One way to do this is by providing gamers with experiences that go beyond a typical “single player campaign” experience. Nintendo’s Metroid series was a pioneer in this area; they contain items and areas that are not essential to finishing the game, but that greatly enhance and change the nature of the game if the player chooses to explore. Vivendi’s Diablo series is similarly innovative, with dungeon layouts and discoverable items that are randomly generated each time the game is played, presenting the player with a slightly different experience on each playthrough. Some other recent games have begun to emphasize Internet multiplayer capabilities that pit players with (or against) other players from around the world. This creates communities in which players build perceived value in the game over time. It also encourages players to push sales of those games through word-of-mouth advertising because players know that the more people have the game, the better it will be. Finally, another solution is to make available new content in the form of downloadables. These can be offered to players for free simply to drive sales even as the game gets older, or they can be sold to players in the form of revenue-generating micro-transactions. It’s worth mentioning that a gamer who has invested even a few dollars in game-related micro-transactions is probably far less likely to ever sell his copy than someone who has invested nothing other than the purchase price.
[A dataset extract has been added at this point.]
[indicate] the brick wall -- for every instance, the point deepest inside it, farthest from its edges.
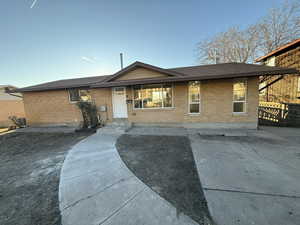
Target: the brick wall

Americans spent nearly $19 billion on video games in 2007, and that number is set to look even better once 2008 comes to a close. Over the past two decades we’ve watched this industry adapt dynamically to a number of consumer and technological trends such as Internet piracy and the emergence of the “casual” games market. In every case the industry has emerged stronger than it was when it went in. I wouldn’t lose sleep over the emergence of a used games market.
Save your fear for Capcom’s upcoming Resident Evil 5 launch instead. If it’s anywhere near as good as its predecessor, when that hits in March 2009 I think we’ll all be having a few zombie nightmares.